Dem Komplex der Westschweiz ein Ende setzen

Ein «Sprachenkrieg» sei es. Dahinter stecke der «Wille, eine Deutschschweizer Monokultur durchzusetzen». Es sei ein Zeichen von «Geringschätzung». Westschweizer Politiker haben die Absicht der Nidwaldner, im Gefolge des Thurgaus ihren Lehrplan für den Sprachunter­richt ebenfalls zu überdenken, aufs Heftigste verurteilt.
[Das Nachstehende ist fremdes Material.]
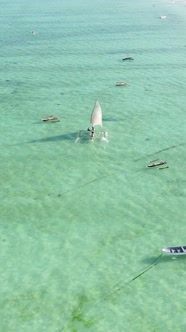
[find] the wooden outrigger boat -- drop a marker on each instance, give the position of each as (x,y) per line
(175,250)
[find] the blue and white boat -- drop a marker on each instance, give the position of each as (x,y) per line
(175,250)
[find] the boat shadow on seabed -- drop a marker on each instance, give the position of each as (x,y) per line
(85,136)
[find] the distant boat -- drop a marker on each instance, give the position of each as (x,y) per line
(95,120)
(128,58)
(174,250)
(96,116)
(50,118)
(121,83)
(157,164)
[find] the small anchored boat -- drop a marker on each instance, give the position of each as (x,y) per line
(157,164)
(50,118)
(95,120)
(174,250)
(121,83)
(128,58)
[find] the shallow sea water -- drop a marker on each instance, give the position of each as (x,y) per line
(83,224)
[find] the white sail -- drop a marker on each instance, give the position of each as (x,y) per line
(96,117)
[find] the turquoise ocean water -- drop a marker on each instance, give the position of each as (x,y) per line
(81,222)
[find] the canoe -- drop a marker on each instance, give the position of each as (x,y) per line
(175,250)
(121,83)
(50,118)
(157,164)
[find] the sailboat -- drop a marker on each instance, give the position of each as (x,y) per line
(95,120)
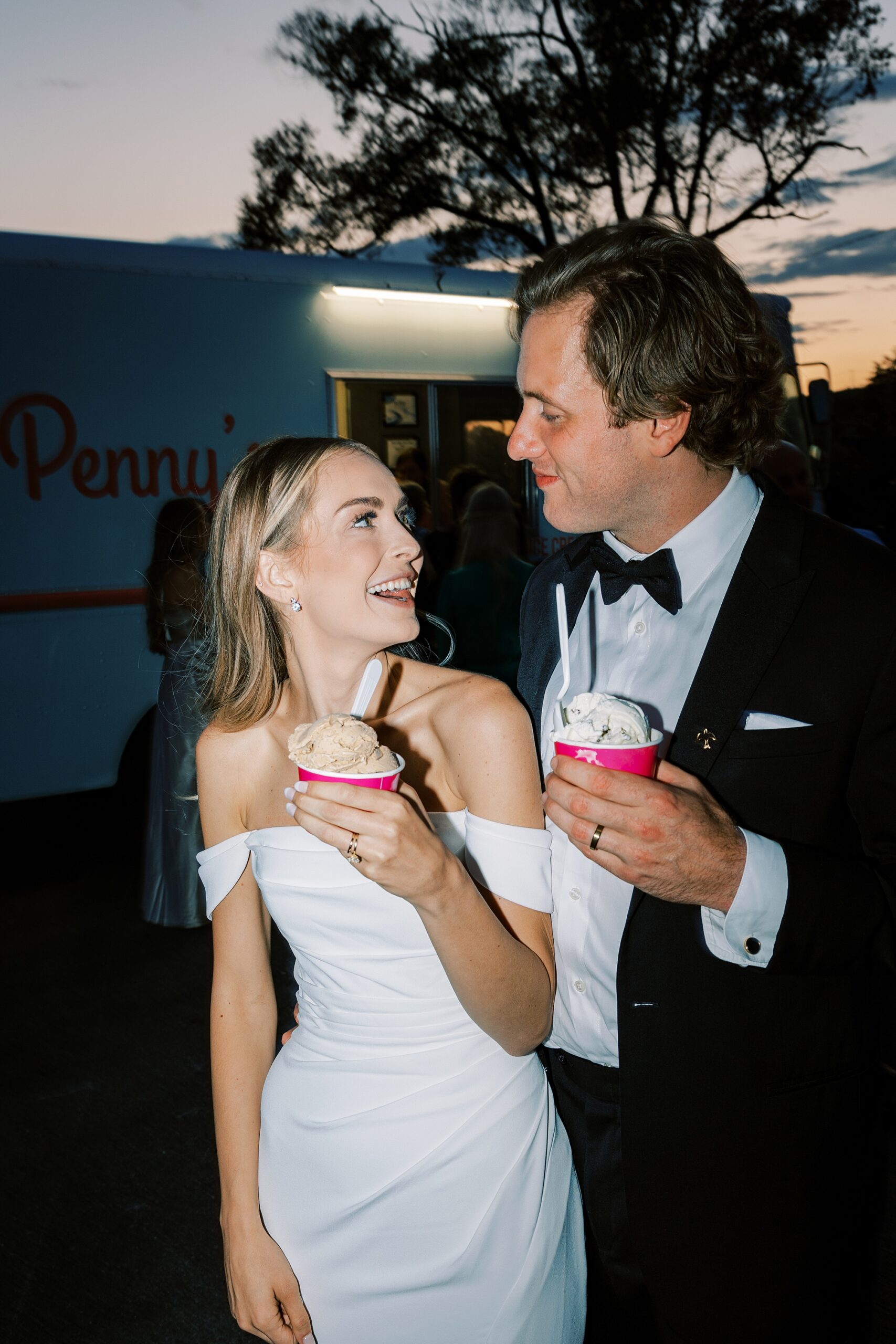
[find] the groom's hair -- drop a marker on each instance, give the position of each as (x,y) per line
(671,324)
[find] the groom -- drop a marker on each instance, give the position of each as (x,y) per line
(723,930)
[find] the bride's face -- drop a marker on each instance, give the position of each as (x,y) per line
(356,543)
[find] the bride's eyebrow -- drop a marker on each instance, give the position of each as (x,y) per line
(370,500)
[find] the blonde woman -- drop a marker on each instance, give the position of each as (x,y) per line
(398,1174)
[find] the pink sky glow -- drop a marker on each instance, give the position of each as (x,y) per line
(136,121)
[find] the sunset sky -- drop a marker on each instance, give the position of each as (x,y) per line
(135,120)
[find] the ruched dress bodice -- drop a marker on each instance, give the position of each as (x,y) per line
(414,1174)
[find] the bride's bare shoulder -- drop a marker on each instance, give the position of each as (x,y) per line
(465,704)
(224,748)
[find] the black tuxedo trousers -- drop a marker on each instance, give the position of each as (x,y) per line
(747,1096)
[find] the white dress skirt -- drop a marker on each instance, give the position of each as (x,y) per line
(417,1177)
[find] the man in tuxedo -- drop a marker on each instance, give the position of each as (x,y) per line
(721,930)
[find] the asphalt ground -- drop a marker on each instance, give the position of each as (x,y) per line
(109,1230)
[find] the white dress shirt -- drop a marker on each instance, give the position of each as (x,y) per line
(637,649)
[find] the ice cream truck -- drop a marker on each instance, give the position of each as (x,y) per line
(133,374)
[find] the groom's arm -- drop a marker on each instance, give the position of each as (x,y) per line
(672,839)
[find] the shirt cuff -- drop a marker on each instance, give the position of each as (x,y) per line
(746,934)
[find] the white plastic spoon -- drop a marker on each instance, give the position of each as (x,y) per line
(563,631)
(370,680)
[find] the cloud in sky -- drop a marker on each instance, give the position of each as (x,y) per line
(867,252)
(886,88)
(201,241)
(883,171)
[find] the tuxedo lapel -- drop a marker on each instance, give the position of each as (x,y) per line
(762,601)
(575,572)
(763,598)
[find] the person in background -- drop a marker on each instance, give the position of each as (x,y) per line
(789,468)
(429,581)
(419,502)
(171,889)
(481,598)
(444,542)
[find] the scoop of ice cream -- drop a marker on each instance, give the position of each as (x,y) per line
(340,745)
(594,717)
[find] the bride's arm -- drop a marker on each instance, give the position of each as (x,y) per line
(499,956)
(263,1292)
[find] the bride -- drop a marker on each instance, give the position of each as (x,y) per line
(398,1172)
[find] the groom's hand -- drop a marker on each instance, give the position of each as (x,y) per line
(667,836)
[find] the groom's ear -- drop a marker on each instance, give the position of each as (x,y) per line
(667,433)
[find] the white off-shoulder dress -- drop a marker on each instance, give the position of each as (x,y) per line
(417,1177)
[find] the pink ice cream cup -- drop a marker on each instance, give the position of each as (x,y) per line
(387,781)
(633,760)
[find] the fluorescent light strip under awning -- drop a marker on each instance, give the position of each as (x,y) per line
(410,296)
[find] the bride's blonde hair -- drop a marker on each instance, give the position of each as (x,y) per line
(262,507)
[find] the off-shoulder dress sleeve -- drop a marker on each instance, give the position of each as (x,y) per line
(511,862)
(222,867)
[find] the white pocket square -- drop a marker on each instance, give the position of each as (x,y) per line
(770,721)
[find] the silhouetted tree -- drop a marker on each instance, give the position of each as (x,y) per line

Sie stiessen ins selbe Horn wie die Medien und sprachen vom «Aufgeben» des Französischen, von einem «Angriff» auf die Westschweiz und vom «Ende des nationalen Zusammenhalts». Der am häufigsten in die Runde geworfene Begriff war, auf sämtlichen Ebenen, jener vom «Krieg». «Sprachenkrieg» prangte auf der Titelseite der Zeitung «Le Temps». Die Sendung Infrarouge des RTS von letztem Dienstag lief unter dem Titel: «Sprachenkrieg: Tschüss Switzerland?».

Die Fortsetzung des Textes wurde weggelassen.